Vizinhos podem representar o suporte social mais importante para idosos que moram em condomínios?

O filme “Um Homem Chamado Ove” (Suécia, 2015) apresenta um morador com 59 anos, recém demissionário do emprego, mau humorado e controlador de regras no condomínio em que morava. Decide tirar a própria vida, mas a presença constante de vizinhos o obriga a uma interação a princípio não desejada mas que, com o tempo, preenche sua solidão causada pela viuvez. Apesar de grosseiro, as pessoas o compreendem porque conheciam a esposa falecida, e sabiam o quanto ambos eram bons e solidários. Assim, ele é solicitado a ensinar à nova vizinha grávida a dirigir, a ajudar com as crianças, a acolher um jovem rejeitado pelo pai por ser gay, a adotar um gato machucado e a impedir que outro vizinho que sofreu um AVC seja levado à força para um asilo, o que o tornou uma referencia importante, especialmente por zelar pela manutenção da ordem no condomínio.
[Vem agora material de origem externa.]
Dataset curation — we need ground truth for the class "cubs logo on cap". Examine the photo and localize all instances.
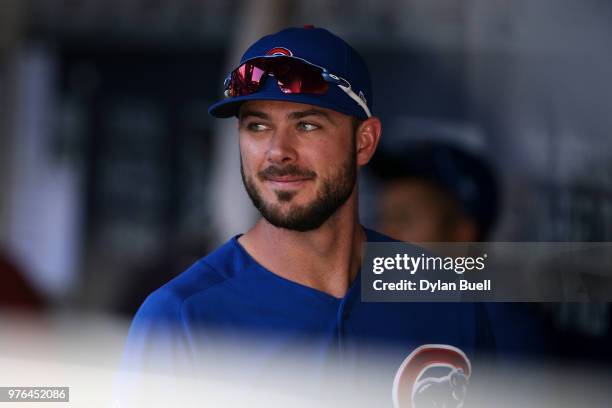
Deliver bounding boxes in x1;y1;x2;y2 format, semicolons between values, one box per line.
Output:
266;47;293;57
208;26;373;119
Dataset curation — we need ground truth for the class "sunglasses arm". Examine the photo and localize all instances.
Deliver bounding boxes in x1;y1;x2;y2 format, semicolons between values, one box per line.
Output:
337;84;372;118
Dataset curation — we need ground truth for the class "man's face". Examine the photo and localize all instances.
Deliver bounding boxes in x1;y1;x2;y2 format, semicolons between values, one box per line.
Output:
238;101;357;231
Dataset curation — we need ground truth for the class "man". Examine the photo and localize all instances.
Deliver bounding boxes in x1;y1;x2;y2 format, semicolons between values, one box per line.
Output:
118;27;502;405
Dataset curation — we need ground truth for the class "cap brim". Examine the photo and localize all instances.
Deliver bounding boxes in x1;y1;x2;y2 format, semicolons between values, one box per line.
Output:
208;87;367;119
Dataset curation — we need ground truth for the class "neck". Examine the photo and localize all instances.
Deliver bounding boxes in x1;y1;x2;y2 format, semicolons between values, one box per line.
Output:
238;191;366;298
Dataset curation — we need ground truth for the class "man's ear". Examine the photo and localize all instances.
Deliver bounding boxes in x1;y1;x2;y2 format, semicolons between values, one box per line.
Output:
355;116;382;166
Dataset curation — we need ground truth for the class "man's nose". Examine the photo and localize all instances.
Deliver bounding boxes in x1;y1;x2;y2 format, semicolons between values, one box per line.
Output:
267;129;297;163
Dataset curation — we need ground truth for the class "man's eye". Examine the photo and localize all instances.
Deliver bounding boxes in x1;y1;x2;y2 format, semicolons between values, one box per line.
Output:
247;123;268;132
298;122;319;132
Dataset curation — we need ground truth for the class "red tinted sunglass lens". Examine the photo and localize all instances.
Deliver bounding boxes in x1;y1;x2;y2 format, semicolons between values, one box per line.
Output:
268;57;329;95
228;63;265;97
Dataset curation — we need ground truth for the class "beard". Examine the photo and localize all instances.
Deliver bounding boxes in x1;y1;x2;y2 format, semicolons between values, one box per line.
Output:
240;141;357;232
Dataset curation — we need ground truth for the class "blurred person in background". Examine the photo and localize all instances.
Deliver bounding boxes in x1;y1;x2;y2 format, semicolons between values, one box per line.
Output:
372;141;500;242
0;250;46;312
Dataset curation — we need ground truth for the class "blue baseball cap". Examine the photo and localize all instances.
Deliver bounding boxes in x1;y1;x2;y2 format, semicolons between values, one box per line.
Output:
208;26;372;119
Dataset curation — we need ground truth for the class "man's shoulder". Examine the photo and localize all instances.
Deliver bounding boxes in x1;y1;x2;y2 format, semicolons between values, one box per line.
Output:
363;227;399;242
139;238;245;317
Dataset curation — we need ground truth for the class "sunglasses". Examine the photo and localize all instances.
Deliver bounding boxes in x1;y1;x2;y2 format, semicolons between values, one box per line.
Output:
224;56;372;118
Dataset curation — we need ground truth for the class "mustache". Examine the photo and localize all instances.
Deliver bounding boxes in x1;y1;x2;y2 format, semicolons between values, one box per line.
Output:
257;164;317;180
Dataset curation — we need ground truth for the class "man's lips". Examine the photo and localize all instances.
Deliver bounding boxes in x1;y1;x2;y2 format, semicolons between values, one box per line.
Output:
266;176;311;183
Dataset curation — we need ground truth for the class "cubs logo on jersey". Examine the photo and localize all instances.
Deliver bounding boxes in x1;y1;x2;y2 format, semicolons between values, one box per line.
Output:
393;344;472;408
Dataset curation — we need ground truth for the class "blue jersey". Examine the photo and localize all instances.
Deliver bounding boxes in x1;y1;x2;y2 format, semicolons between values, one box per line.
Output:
119;230;544;404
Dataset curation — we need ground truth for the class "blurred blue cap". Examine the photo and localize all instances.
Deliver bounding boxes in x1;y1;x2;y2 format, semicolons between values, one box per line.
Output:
208;26;372;119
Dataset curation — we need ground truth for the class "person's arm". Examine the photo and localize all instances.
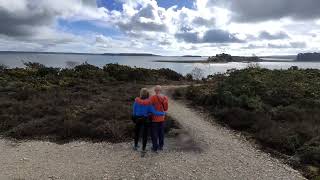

Desde cedo, ouvia de meu pai que “vizinhos são mais importantes que parentes”, pois a simples proximidade física acaba por justificar que haja apoio mútuo, em quaisquer circunstâncias. Mais ainda, a solidão é uma das queixas mais frequentes de idosos que moram sós ou com familiares que trabalham o dia todo, sendo a convivência no edifício e no bairro um modo de superá-la. Alguns países, como a Inglaterra, implementaram políticas públicas que incentivam a que vizinhos se visitem para prevenir problemas mais graves decorrentes da falta de relacionamento social. Em São Paulo há o PAI – Programa de Acompanhante do Idoso, política pública do governo municipal que segue diretrizes tais como assegurar o acesso do idoso frágil aos recursos da comunidade, propiciar sua participação social, respeitar seu espaço de moradia e incentivar a autonomia e a independência, entre outras. Muitas vezes o que falta é a simples atenção, o interesse em ouvir e o acolhimento em momentos de fragilidade emocional: um “beijinho na testa” pode ser o melhor remédio para as dores da alma.

Idosos que moram em condomínios geralmente podem contar com vizinhos, pois criam um relacionamento a partir de encontros acidentais nas áreas comuns e, principalmente, quando atuam diretamente nas decisões de manutenção e melhorias. E quando há porteiros e zelador, intermediários entre a área pública e a privada, aumenta ainda mais a conexão que se estabelece ao se considerar que a convivência positiva é importante para o bem-estar de todos. Muitos idosos sentem-se invisíveis quanto às suas necessidades, e a proximidade de vizinhos e colaboradores de condomínios acaba sendo um meio de comunicação eficiente até para familiares ausentes por compromissos profissionais ou, mesmo, por negligência.

A decisão de morar só ou com familiares vai depender da autonomia do idoso que, mesmo sem fragilidades, pode preferir uma moradia coletiva com assistência, garantindo inclusive a escuta constante e imediata. Mas vizinhos são componentes importantes no suporte social, de modo a garantir o apoio em momentos de necessidade.